|"An early Mother's Day present Mommy Chris!"|
This year I'm blessed to have them with me on Mother's Day. I know it's just a Hallmark holiday, but I couldn't be happier, or more excited. My mom - Gramma Vicky - is making a big family dinner, we have church together in the morning, I get all the snuggles and sweet words that come with Mother's Day ON Mother's Day. Rarely in the life of a step mom does it work out that well. Christmas presents are opened later, birthday candles blown out early. We move things around. We make it work. But those special days are always a bit empty without them. There is always a bittersweetness when they are gone. I, we, have learned to live with it. But it's hard. On all of us.

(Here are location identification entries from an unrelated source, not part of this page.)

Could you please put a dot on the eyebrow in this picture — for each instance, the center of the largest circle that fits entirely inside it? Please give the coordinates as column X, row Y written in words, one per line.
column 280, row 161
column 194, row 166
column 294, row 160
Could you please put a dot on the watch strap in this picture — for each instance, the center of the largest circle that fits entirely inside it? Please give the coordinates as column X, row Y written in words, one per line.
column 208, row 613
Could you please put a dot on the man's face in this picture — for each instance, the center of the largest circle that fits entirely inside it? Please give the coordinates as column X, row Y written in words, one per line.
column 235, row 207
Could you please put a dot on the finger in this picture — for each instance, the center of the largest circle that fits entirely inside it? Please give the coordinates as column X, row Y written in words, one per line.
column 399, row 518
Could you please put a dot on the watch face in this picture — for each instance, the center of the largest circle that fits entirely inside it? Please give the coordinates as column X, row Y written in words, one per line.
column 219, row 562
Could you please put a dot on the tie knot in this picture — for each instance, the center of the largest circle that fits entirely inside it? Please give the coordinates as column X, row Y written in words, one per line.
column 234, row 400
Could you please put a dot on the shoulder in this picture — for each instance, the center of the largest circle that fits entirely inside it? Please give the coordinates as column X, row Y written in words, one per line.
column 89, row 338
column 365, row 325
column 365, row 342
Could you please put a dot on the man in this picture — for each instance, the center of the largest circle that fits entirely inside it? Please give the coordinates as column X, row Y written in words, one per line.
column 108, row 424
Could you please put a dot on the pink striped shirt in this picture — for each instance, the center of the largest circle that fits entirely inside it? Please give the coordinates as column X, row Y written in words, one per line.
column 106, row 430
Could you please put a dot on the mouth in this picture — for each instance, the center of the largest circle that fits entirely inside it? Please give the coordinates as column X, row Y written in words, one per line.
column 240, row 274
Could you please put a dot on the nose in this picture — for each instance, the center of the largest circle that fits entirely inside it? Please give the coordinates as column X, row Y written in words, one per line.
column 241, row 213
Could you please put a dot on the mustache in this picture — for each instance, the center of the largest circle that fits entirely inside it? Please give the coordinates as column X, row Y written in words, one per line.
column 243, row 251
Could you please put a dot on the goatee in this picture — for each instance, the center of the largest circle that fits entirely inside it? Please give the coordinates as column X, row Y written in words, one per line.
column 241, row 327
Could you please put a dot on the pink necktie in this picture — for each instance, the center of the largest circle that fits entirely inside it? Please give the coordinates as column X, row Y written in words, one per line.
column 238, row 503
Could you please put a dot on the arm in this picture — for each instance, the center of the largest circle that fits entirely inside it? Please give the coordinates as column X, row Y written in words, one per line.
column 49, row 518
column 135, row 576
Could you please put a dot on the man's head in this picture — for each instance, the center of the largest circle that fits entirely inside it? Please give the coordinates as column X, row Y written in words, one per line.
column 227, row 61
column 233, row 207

So yeah,I'm excited I get to pretend we are a 'normal family' doing 'normal family things'. So much of the time I feel so glaringly not-normal, especially as a woman in the church (that's a topic for a whole other blog post - I'm not even going to touch it here), not having my own kids, my own family. Would I like to have babies of my own? Of course I would. But God has already given me three beautiful, healthy, talented, amazing - I could go on - children to call my own, and who am I to doubt his wisdom in the matter?
I love those children with a fierceness I didn't know I had, and I was pretty fierce to begin with. All those things my mom told me about being a mom? I feel them, I own them. I am a mother. So I'm claiming Mother's Day. For the rest of the step moms out there feeling like, is this my day too? It is if you want it to be. My family may not be biologically mine, but they are mine nonetheless. A tribe of love that God himself built. That's as beautiful a picture of motherhood as any other.